The following are among the ways in which funders will be exploring interventions:

  • Engaging with diverse channels to disseminate program announcements. Organizations will develop creative strategies for identifying traditional gaps in their applicant pools, as well as individuals and organizations positioned to play a partnership role in bridging these gaps.  The emphasis will be on developing collaborative relationships with these partners, valuing and compensating them for their time and expertise, and engaging in a non-extractive manner. 
  • Lowering barriers to engagement. Organizations will examine their application requirements to ensure that processes, timing, and language do not create undue barriers to participation. This may mean reducing the amount of paperwork a potential grantee has to do during the initial phases of applications or extending the timeline of grant applications. Smaller organizations or individuals coming from marginalized communities may not have the resources that those in more prominent organizations do to apply for grants. Reducing the amount of supporting material required to apply and being very clear and transparent about evaluation rubrics can help open up opportunities to a more diverse applicant pool.
  • Addressing unintended biases. Since grant review is conducted by people, it is naturally influenced by the implicit biases, assumptions, and prejudices of people. In the process of creating policies, defining expectations, and writing recommendations on how certain processes should and should not be executed, people often involuntarily replicate power structures that reinforce the disenfranchisement and exclusion of individuals, groups of individuals, as well as entire nations. Funders in this program will work to ensure that those evaluating grant proposals are comfortable with exploring and identifying their biases and assumptions, and, importantly, that they are committed to mitigating and eventually eliminating them. This could take the form of asking reviewers to watch a video introducing the core values of the philanthropy. Or, it may mean providing additional guidance on how to avoid bias in reviews, such as by reminding reviewers not to assume English is the first language of the grantee. In this case, reviewers should be encouraged to focus on the ideas themselves, rather than assuming that spelling or grammatical errors are the result of laziness or lack of quality.
  • Providing additional support to grantees and alumni. Diversity efforts often focus on the pipeline — getting more applicants from more diverse backgrounds to apply for grants — but overlook the potential gains that can be made by nurturing a strong, diverse alumni network. What kind of resources are available to alumni? How can they be supported long-term?

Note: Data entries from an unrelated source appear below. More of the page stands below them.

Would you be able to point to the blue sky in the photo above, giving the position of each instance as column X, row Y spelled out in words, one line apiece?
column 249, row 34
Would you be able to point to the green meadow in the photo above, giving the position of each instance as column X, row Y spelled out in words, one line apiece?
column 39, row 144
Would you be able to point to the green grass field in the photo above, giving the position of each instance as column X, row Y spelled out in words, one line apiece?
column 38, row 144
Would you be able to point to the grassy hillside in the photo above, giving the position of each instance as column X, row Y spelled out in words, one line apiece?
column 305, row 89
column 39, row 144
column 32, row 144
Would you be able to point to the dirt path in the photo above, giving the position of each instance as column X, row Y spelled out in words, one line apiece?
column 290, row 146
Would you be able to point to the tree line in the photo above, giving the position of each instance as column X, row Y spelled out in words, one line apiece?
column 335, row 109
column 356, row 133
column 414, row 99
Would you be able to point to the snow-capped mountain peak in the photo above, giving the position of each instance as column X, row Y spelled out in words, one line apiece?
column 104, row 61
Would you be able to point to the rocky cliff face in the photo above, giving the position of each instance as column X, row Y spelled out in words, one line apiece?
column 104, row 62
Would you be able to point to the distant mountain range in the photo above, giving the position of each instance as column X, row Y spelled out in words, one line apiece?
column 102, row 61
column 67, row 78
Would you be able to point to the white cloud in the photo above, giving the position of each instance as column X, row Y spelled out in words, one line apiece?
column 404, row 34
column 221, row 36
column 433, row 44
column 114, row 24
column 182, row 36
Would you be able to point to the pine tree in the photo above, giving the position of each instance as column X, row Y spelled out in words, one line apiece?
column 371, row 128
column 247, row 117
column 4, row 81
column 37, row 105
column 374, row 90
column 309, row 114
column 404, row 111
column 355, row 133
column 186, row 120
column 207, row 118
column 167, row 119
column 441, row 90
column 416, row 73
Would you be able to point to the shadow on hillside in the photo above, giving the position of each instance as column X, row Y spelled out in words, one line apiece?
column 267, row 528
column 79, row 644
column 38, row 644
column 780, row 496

These are just a few of the interventions that our partner organizations will be testing. While every organization will not use every tactic, across all of them, we will be able to test dozens of ways to potentially improve the grantmaking lifecycle. Progress won’t be made overnight, but the lessons learned over the next year will be key to improving diversity outcomes in the future, and we believe the scientific community — and the world — will be a better place for it.

The Open Research Funders Group (ORFG) is a partnership of leading philanthropic organizations committed to the open sharing of research outputs. Eunice Mercado-Lara is the Open & Equitable Civic Science Fellow for ORFG; Greg Tananbaum is the Founder & Director of ORFG.